I am going to give the multivariate and m5 notebooks a try next week (I can either post new issues should I hit them, or I can post them here since you laid out some tips above) but would love to setup a time to chat with you in the near future about the library. I followed you on Twitter and can email you as well if you'd prefer.

kashif commented 3 years ago

cool @AlexMRuch lets try to catch up next week.
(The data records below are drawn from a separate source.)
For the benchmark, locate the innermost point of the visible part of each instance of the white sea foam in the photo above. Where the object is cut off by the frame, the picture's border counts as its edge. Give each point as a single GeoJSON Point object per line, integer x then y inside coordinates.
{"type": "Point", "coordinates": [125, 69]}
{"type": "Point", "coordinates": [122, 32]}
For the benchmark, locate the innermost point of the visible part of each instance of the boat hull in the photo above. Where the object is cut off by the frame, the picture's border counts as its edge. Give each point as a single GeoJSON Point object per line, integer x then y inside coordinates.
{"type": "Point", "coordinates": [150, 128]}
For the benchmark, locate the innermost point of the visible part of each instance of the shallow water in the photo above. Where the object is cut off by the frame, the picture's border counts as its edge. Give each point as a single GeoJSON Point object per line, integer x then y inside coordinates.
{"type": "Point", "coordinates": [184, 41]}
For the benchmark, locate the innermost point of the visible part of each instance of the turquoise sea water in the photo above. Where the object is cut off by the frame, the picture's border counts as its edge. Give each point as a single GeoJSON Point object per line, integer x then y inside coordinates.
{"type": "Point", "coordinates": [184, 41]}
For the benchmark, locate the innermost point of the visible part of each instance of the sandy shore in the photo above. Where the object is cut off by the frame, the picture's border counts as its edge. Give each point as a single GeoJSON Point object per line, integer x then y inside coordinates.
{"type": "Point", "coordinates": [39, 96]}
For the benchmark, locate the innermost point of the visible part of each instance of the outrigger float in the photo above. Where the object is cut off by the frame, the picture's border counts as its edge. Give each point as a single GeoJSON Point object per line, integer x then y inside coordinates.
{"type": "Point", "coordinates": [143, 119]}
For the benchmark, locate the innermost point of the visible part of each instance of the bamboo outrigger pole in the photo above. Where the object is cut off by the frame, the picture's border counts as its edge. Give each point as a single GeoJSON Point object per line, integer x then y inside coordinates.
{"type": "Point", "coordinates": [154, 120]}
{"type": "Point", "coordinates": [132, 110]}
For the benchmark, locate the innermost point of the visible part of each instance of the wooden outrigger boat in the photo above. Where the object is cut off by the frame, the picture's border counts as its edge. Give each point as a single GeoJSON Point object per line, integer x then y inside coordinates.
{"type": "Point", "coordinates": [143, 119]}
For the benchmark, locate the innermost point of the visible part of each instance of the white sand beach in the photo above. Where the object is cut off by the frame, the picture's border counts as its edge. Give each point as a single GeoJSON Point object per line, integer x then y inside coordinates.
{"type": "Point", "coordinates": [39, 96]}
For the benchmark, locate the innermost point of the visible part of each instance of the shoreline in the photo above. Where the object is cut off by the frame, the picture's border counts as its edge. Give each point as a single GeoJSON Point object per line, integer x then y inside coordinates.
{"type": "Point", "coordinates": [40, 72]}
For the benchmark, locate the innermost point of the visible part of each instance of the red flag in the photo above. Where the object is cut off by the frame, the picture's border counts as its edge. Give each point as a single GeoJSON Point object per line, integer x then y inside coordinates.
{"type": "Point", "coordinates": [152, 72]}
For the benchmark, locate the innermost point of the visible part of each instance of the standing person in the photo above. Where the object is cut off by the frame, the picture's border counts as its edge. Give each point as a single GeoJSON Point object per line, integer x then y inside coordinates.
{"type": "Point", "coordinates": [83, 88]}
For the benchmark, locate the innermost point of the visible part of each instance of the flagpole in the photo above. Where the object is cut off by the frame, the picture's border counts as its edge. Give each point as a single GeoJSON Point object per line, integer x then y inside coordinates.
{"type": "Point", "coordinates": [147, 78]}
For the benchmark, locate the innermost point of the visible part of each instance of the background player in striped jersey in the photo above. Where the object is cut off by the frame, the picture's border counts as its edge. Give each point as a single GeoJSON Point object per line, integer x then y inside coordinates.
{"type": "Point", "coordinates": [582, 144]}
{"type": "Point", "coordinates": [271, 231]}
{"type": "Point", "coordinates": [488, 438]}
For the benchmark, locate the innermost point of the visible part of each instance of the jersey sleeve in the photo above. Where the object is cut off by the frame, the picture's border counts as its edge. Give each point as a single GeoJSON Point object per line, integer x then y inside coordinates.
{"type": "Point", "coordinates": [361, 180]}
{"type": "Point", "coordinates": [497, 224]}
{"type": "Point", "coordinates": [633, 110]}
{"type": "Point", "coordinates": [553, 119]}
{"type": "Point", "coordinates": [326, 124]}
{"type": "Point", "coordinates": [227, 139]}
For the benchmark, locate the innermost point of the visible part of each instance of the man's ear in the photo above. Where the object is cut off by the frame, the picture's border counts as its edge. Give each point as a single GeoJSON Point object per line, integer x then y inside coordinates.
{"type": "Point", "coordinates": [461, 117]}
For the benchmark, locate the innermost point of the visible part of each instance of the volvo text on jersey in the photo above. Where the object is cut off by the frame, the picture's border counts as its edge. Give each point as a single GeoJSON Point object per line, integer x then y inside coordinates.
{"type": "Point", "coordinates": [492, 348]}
So to answer some of your questions here:

yes so prediction_length needs to be more than 1 and i choose it to be the extra days in your test set so that I can compare the forecasts to the ground truth. I could have set the prediction length to another number but then the test dataset would not be of much use. So if you want to obtain metrics on the prediction compared to the ground truth test set then its a good idea to set the prediction_length to be the size by which the test set is larger. You typically set it to the number of time steps you would like for a specific problem or data set.

So input_size is the size of the feature vector which consist of the 1-dim target (as you correctly stated) together with other covariates which are either time varying features like the encoding of the current time point, lag features, embeddings of a particular time series etc etc.) So for your current experiment even though the target is 1-dim at every time point, the other features end up giving you a total feature size of 37. This is a bit clunky in pytorch... I should be able to calculate it from the parameters of the dataset and other parameters of model but I haven't gotten around to it.

So to get the metrics for uni-variate models you do:


from pts.evaluation import Evaluator
import json

evaluator = Evaluator()
agg_metrics, item_metrics = evaluator(iter(tss), iter(forecasts), num_series=len(test_data))

and that returns metrics aggregated over all the time series of your dataset as well as over individual ones in the tuple above, e.g.

print(json.dumps(agg_metrics, indent=4))

{
    "MSE": 13505.071875,
    "abs_error": 3810.694580078125,
    "abs_target_sum": 26724.0,
    "abs_target_mean": 668.1,
    "seasonal_error": 492.5,
    "MASE": 0.19343627310041245,
    "MAPE": 0.1368498585666218,
    "sMAPE": 0.14887559716391757,
    "OWA": NaN,
    "MSIS": 2.412104219543147,
    "QuantileLoss[0.1]": 1330.3681396484376,
    "Coverage[0.1]": 0.075,
    "QuantileLoss[0.2]": 2218.410595703125,
    "Coverage[0.2]": 0.075,
    "QuantileLoss[0.3]": 2886.637915039062,
    "Coverage[0.3]": 0.15,
    "QuantileLoss[0.4]": 3453.1165405273437,
    "Coverage[0.4]": 0.15,
    "QuantileLoss[0.5]": 3810.694549560547,
    "Coverage[0.5]": 0.2,
    "QuantileLoss[0.6]": 4070.61484375,
    "Coverage[0.6]": 0.2,
    "QuantileLoss[0.7]": 4184.155157470703,
    "Coverage[0.7]": 0.275,
    "QuantileLoss[0.8]": 3994.054711914063,
    "Coverage[0.8]": 0.35,
    "QuantileLoss[0.9]": 3354.4697082519533,
    "Coverage[0.9]": 0.425,
    "RMSE": 116.21132421154145,
    "NRMSE": 0.17394300884828837,
    "ND": 0.1425944686453422,
    "wQuantileLoss[0.1]": 0.04978177442180952,
    "wQuantileLoss[0.2]": 0.08301192170719672,
    "wQuantileLoss[0.3]": 0.10801668593919556,
    "wQuantileLoss[0.4]": 0.12921406004068792,
    "wQuantileLoss[0.5]": 0.14259446750338822,
    "wQuantileLoss[0.6]": 0.15232056742067057,
    "wQuantileLoss[0.7]": 0.15656919463668248,
    "wQuantileLoss[0.8]": 0.14945572189470374,
    "wQuantileLoss[0.9]": 0.12552274016808687,
    "mean_wQuantileLoss": 0.12183190374804684,
    "MAE_Coverage": 0.2888888888888889
}

hope that helps!

AlexMRuch commented 3 years ago

Forgot to thank you for this advice and to let you know that getting the different accuracy metrics worked well for my model pipeline. Unfortunately, though, I’ve switched to using another library that is a bit easier to use and is more flexible for my modeling needs right now (https://github.com/jdb78/pytorch-forecasting). I hope the notes above help others who wish to use pytorch-ts for forecasting! Thanks again for your time and for helping me test pytorch-ts. I look forward to watching it as it develops!